エントランスホールに足を踏み入れた瞬間、視線は天井に引き寄せられる――中央には、南蛮風の豪奢なシャンデリアが煌々と光を放っている。これひとつで、空間の格がぐっと引き締まった気がする。
足元には艶やかな大理石の床。随所には大ぶりの花瓶を配し、色とりどりの花を生けさせておいた。無機質な石の空間に、やわらかな彩りと香りが加わることで、冷たさを和らげている。
北条家の御一行に向き直って、俺は声をかけた。
「まずは順に、それぞれの部屋へご案内します。どうぞ部屋でゆっくりとお寛ぎください。お荷物は後ほどお届けしますので、ご安心を」
その言葉を合図にしたかのように、藤吉郎と案内係たちが走って戻ってきて、実に手際よく動き始める。ほんとに、こういう時の藤吉郎は頼りになる。

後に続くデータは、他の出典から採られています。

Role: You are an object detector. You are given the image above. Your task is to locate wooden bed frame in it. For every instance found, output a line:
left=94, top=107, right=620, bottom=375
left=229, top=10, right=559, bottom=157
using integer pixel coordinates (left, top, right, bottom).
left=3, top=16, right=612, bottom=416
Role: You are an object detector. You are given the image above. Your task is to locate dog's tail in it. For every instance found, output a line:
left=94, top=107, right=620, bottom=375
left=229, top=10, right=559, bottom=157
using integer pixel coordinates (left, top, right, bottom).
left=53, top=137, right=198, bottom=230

俺の家族については、俺自身の手で部屋まで案内していくことにした。
案内された部屋は、どれも天井が高く、壁は白と金を基調とした落ち着いた装飾。大理石の床には絨毯を敷き、中央には広々としたベッドが据えられている。窓は大きなガラス張りで、ふわりと揺れるカーテンが陽光を柔らかく受け止めていた。
角の棚には、またしても大きな花瓶。ここにも季節の花々を生けてある。
部屋に入った妻たちは、あまりの豪華さに声も出せず、その場で固まってしまった。
目を見開いたまま、きょろきょろと室内を見回している。……まあ、しばらくすれば慣れてくれるだろう。
とはいえ――この部屋を案内している俺自身が、誰よりも嬉しくて仕方がないのかもしれない。
最後に俺は、宮殿の中でも最も格式高い一室へと、普光を案内した。
「普光、まずはここでゆっくりとくつろいでくれ。侍女を呼びたいときは、あちらの呼び鈴を鳴らせばすぐに来てくれるはずだ」
「侍女の皆さん、後のことはお願いします。俺はこのあと館内を一回りして、また戻ってくる」
「玄武様……この宮殿、本当に素晴らしいですね」
「蝦夷国は、日の本から見れば“外国”だ。だからこそ、建築も南蛮風にしてみたんだ。日の本の様式とは、随分と趣が違って見えるはずだ」
「桔梗も、桜も、千代女も、百合も、ウヌカルも、そして早川も……きっと皆、同じことを感じていると思う。まだ食事まで時間があるし、せっかくだから皆で館内を見て回ってみたらどうかな」
「はい。ぜひ、そうさせていただきます」
――うん、笑顔が実に可愛い。どうやら気に入ってもらえたようだ。
彼女たちは、長い船旅の中ですっかり打ち解けていたから、これからきっと「きゃあきゃあ」とはしゃぎながら、あちこちの部屋を巡っていくだろう。
この新しい国でも、皆が仲良く、穏やかに暮らしていけますように――そんな願いを込めて、俺は一歩、部屋を後にした。